Prädikat besonders wertvoll

Filminfos

Gattung:Animationsfilm; Kurzfilm
Regie:Christoph Lauenstein; Wolfgang Lauenstein
Drehbuch:Christoph Lauenstein; Wolfgang Lauenstein
Kamera:Christoph Lauenstein
Schnitt:Wolfgang Lauenstein
Musik:Richard Galliano,
Länge:5 Minuten
Verleih:Kurzfilm Verleih Hamburg
Produktion: Lauenstein & Lauenstein GbR, Christoph Lauenstein und Wolfgang Lauenstein
FSK:0
Förderer:BKM; FFHSH

Jury-Begründung

Prädikat besonders wertvoll

Wie groß die Wirkungen kleiner Ursachen sein können, wird in diesem Animationsfilm sehr eindrücklich, unterhaltsam und stilistisch überzeugend vorgeführt. Eine Straßenszene mit einer Anzahl von Filmfiguren wird in einem 360 Grad Schwenk vorgeführt. Es gibt dabei einige dramatische Vorkommnisse. So wird ein Herr auf der Straße von einem Konzertflügel erschlagen. Aber es wird auch gezeigt, wie ein kleines Mädchen in einen Bus steigt. Wenn nach dem eine Minute langen Schwenk die Kamera wieder an ihrem Ausgangpunkt ist, beginnt die gleiche Sequenz noch einmal von vorn, allerdings mit winzigen Veränderungen, die die Vorkommnisse zunächst nur minimal ändern. Dies sorgt für eine Irritation des Zuschauers, denn all die Details hat er sich beim ersten Hinsehen nur schwer merken können. Trügt ihn also sein Gedächtnis, oder passiert hier etwas Fantastisches? Bei den nächsten Durchgängen werden die Veränderungen deutlicher, und auch die Wirkungen sind bald drastisch. Der Flügel fällt nicht mehr auf den Passanten, der Bus, in den das kleine Mädchen einsteigen will, kommt nicht mehr und so weiter. WAITING FOR HAROLD ist mit minimalistisch entworfenenen Knetfiguren animiert.

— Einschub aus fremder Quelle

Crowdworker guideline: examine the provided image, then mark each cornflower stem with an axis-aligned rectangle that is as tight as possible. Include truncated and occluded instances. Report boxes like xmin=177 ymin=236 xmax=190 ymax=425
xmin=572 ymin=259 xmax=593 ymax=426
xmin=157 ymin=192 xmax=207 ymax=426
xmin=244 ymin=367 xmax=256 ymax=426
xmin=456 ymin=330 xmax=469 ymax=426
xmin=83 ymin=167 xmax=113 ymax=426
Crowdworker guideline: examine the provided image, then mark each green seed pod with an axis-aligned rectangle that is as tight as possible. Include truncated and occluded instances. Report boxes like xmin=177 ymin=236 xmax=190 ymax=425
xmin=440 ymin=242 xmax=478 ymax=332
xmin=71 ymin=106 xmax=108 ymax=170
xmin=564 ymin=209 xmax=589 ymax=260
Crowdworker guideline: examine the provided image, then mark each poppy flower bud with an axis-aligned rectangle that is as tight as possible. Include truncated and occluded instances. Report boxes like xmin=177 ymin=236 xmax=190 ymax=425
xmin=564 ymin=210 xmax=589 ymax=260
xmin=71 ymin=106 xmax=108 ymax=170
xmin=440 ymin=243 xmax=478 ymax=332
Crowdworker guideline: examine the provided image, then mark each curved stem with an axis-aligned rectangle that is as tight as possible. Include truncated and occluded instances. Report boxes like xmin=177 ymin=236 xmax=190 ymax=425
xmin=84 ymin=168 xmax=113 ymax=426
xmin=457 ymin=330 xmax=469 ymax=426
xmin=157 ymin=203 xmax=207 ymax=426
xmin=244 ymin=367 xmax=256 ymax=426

Hier wird nicht mit virtuoser Animationstechnik geprotzt, obwohl die Gebrüder Lauenstein dafür durchaus das Talent und auch die Mittel gehabt hätten. Stattdessen ist dies ein kleiner, durchaus liebevoll gestalteter Kurzfilm, der vor allem durch seine originelle Prämisse überzeugt. Durch den stetigen Rundumschwenk werden die Wiederholungen der Straßenszene ohne Bruch aneinander gereiht, und auch die gemütliche Filmmusik gaukelt eine Harmlosigkeit vor, durch die die extremen und zum Teil komischen Veränderungen der Handlung umso dramatischer wirken. WAITING FOR HAROLD stellt die Frage, in welchem Maße der Verlauf unseres Lebens von Zufällen bestimmt wird, und so ist dies zugleich ein philosophischer, künstlerisch überzeugender und unterhaltsamer Film, dem deshalb das Prädikat „besonders wertvoll“ verliehen wird.